FIG. 1 is a diagram for explaining an embodiment of the present invention, FIGS. 2 and 3 are diagrams for explaining a conventional technique, and FIG. 4 is a diagram for explaining a problem of the present invention. 2 ... diffusion surface member, 8 ... photoreceptor cell array, 12 ... object, 13 ... imaging optical system, 16, 17, 18 ... displacement means

Claims (5)

(57) [Claims] 1. An apparatus for extracting an edge of a target image, comprising: a photoreceptor element comprising a central light receiving element and a peripheral light receiving element surrounding the central light receiving element; A pair of amplifiers for amplifying the amplified output to a predetermined amplification ratio, and an arithmetic unit for calculating and outputting the amplified output difference between the central light receiving element and the peripheral light receiving element based on the output of each of these amplifiers.

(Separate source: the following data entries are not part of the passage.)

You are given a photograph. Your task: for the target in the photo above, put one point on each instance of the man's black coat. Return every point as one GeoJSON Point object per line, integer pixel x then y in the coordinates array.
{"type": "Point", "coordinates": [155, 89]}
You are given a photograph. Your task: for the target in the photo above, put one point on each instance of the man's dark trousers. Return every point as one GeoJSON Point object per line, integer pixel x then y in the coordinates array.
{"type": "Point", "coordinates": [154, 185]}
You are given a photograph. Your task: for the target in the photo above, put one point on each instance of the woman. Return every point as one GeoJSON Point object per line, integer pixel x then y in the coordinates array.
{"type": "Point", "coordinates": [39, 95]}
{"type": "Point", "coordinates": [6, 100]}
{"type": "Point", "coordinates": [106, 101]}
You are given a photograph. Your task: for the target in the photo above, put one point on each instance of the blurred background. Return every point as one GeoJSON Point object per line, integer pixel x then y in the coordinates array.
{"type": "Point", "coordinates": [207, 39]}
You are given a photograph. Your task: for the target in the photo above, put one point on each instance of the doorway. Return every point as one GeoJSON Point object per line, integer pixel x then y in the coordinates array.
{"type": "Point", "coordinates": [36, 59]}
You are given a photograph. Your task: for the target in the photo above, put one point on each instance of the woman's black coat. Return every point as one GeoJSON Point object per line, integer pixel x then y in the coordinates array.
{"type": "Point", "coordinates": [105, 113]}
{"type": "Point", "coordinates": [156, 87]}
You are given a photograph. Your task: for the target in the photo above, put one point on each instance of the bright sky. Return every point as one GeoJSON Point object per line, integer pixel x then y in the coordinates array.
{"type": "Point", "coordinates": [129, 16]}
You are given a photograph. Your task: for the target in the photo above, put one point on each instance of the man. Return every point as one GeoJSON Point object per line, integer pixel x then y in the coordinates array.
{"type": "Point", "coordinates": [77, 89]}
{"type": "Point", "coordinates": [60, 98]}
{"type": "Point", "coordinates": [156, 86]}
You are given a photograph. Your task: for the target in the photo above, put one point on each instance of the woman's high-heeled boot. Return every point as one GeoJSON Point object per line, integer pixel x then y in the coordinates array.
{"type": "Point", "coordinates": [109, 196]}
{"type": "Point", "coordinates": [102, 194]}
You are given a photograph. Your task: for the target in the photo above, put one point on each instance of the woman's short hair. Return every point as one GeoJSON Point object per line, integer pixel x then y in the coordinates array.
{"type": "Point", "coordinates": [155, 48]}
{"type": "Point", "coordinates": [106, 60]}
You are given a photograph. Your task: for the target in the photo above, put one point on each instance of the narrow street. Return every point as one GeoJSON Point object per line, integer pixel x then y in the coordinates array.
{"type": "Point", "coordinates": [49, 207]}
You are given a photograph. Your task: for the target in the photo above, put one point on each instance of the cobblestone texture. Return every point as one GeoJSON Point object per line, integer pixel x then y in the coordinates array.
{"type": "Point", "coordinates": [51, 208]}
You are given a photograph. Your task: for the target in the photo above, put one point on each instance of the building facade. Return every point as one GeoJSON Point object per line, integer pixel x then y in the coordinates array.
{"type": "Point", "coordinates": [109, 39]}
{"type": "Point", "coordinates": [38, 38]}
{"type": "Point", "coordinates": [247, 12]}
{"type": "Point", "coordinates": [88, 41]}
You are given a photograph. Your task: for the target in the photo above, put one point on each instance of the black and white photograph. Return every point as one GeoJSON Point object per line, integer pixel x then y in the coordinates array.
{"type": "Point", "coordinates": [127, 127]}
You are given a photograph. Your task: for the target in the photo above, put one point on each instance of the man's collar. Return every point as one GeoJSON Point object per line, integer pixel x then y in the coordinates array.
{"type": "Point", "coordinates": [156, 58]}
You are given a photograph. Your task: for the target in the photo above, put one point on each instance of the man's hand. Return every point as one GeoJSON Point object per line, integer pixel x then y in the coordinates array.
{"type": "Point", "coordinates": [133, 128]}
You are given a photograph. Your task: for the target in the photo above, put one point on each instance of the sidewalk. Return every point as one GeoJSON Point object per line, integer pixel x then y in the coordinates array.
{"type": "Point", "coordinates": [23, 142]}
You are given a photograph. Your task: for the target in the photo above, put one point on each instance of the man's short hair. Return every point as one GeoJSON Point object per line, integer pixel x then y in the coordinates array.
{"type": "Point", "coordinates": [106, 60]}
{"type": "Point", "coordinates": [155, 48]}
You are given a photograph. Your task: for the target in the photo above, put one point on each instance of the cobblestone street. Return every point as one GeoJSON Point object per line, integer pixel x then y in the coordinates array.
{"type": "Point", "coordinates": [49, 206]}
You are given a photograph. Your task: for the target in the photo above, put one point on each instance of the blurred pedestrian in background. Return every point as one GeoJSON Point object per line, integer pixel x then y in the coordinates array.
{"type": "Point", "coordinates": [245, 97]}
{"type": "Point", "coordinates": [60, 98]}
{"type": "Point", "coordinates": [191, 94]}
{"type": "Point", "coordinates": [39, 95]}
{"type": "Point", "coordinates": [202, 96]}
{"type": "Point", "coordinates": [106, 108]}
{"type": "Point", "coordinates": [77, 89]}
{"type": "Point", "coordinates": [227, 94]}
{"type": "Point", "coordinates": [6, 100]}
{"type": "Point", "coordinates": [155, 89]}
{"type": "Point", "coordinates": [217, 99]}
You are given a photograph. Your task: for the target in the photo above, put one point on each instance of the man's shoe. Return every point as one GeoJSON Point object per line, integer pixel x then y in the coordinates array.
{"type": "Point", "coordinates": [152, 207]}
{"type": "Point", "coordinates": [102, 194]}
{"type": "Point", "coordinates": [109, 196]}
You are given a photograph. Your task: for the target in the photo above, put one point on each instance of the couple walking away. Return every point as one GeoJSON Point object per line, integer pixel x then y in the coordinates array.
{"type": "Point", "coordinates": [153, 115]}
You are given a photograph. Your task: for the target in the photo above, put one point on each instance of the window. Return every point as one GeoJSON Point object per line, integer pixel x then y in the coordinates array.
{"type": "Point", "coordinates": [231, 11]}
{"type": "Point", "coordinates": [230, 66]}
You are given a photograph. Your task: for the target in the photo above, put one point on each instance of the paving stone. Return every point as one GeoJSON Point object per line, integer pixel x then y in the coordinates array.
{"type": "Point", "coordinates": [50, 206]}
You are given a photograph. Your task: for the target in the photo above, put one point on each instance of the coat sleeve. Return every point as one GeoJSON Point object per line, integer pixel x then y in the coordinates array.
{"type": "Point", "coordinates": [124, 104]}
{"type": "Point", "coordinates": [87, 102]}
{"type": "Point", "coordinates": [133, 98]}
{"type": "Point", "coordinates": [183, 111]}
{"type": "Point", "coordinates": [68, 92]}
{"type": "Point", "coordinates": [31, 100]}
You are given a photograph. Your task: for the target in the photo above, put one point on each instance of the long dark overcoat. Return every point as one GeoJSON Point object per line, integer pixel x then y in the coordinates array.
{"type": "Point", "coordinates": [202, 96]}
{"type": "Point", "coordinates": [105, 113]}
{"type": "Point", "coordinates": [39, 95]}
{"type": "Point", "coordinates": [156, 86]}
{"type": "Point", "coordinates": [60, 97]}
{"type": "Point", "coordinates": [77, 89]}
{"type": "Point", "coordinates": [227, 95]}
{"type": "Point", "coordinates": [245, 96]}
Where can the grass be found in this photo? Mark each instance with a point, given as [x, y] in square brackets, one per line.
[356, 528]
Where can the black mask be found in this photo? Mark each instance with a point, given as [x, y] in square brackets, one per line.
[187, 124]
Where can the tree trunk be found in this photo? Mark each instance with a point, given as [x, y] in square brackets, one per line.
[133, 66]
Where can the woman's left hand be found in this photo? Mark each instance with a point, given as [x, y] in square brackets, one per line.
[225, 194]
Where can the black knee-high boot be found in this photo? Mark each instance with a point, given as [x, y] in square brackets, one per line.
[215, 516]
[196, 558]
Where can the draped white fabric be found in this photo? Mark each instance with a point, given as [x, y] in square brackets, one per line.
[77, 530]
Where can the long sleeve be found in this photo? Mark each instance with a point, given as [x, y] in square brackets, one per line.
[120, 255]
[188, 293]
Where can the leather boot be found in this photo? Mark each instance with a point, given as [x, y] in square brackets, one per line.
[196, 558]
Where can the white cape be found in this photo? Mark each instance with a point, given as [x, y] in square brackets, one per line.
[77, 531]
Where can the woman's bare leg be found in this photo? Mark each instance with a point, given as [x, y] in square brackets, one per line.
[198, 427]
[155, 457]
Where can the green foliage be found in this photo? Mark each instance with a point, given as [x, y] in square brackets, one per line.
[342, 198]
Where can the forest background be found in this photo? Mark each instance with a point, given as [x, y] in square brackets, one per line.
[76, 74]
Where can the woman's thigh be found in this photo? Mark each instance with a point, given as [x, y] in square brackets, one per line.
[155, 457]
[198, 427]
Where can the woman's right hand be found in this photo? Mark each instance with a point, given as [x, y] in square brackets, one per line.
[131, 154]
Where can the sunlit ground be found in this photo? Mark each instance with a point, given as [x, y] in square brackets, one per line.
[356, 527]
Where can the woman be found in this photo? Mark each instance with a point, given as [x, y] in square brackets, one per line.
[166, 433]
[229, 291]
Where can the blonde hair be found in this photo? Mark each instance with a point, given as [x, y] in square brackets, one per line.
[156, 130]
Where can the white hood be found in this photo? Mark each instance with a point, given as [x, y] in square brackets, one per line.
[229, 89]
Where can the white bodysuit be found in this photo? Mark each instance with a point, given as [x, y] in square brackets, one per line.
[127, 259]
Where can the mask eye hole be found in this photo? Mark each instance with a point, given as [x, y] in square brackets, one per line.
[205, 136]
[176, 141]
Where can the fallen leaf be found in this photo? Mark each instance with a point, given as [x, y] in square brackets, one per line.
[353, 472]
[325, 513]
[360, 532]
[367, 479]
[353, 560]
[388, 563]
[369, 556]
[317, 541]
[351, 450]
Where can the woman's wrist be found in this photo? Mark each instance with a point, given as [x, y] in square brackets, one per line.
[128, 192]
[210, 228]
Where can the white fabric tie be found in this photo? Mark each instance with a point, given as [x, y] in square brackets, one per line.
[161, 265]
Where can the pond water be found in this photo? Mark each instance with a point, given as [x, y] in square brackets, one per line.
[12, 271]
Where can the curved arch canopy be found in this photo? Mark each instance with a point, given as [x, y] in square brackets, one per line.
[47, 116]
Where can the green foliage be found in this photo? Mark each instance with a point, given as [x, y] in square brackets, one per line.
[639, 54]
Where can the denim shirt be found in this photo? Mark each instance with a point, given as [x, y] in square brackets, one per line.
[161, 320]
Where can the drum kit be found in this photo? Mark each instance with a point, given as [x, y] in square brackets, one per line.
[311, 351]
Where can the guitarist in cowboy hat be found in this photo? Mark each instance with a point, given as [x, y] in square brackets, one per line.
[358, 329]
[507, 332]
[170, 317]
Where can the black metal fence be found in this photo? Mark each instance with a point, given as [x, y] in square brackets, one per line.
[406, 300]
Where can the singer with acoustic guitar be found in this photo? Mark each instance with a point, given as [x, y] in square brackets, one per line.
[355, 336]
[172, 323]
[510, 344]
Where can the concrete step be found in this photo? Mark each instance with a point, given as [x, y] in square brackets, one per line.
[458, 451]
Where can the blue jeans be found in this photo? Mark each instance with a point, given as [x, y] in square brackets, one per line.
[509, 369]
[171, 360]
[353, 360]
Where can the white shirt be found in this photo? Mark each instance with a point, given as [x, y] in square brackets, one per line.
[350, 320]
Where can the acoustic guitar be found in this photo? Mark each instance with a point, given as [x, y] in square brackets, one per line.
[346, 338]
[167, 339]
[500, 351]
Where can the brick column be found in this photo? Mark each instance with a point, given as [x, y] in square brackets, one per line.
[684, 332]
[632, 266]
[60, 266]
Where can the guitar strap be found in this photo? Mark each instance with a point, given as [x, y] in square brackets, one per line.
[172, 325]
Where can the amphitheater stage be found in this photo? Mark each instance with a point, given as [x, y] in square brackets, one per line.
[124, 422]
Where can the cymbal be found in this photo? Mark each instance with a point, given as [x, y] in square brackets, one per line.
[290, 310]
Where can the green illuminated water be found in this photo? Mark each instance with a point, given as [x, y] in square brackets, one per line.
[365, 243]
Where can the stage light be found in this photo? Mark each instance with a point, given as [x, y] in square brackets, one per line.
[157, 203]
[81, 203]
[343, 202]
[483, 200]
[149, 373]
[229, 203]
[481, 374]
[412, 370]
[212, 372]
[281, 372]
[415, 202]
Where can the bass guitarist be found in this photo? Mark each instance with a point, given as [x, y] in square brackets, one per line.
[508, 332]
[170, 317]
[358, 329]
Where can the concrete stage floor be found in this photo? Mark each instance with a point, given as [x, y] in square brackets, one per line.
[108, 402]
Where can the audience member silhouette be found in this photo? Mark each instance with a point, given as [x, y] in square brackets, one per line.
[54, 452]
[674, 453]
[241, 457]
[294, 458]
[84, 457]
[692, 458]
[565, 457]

A photoreceptor cell array in which the photoreceptor cell elements are closely arranged two-dimensionally as a unit, and a diffusion surface member provided with a diffusion surface close to and facing the photoreceptor cell array surface of the photoreceptor cell array. An imaging optical system that forms an image of a target object as a target image on the diffusion surface of the diffusion surface member, and sets an interval between the diffusion surface of the diffusion surface member and the photoreceptor cell array surface of the photoreceptor cell array. An interval adjusting means for changing, and displacing means for relatively displacing the target image and the photoreceptor cell array in two orthogonal directions within the photoreceptor cell array plane by the arrangement pitch of the photoreceptor cell elements. Edge extraction device. 2. The edge extracting apparatus according to claim 1, wherein the relative displacement between the target image and the photoreceptor cell array by the displacement means is performed in an oscillatory manner. 3. The relative displacement between the target image and the photoreceptor cell array by the displacement means according to claim 1 or 2, is performed by displacing the imaging optical system in a direction orthogonal to the optical axis. An edge extraction device, characterized in that: 4. The method according to claim 1, wherein the relative displacement between the target image and the photoreceptor cell array by the displacement means is performed by displacing the photoreceptor cell array in the direction of the photoreceptor cell array plane. An edge extraction device, characterized in that: 5. The imaging optical system according to claim 1, wherein relative displacement between the target image and the photoreceptor cell array by the displacement means is performed by integrating the imaging optical system and the photoreceptor cell array. An edge extracting device characterized by being displaced in a direction orthogonal to an optical axis.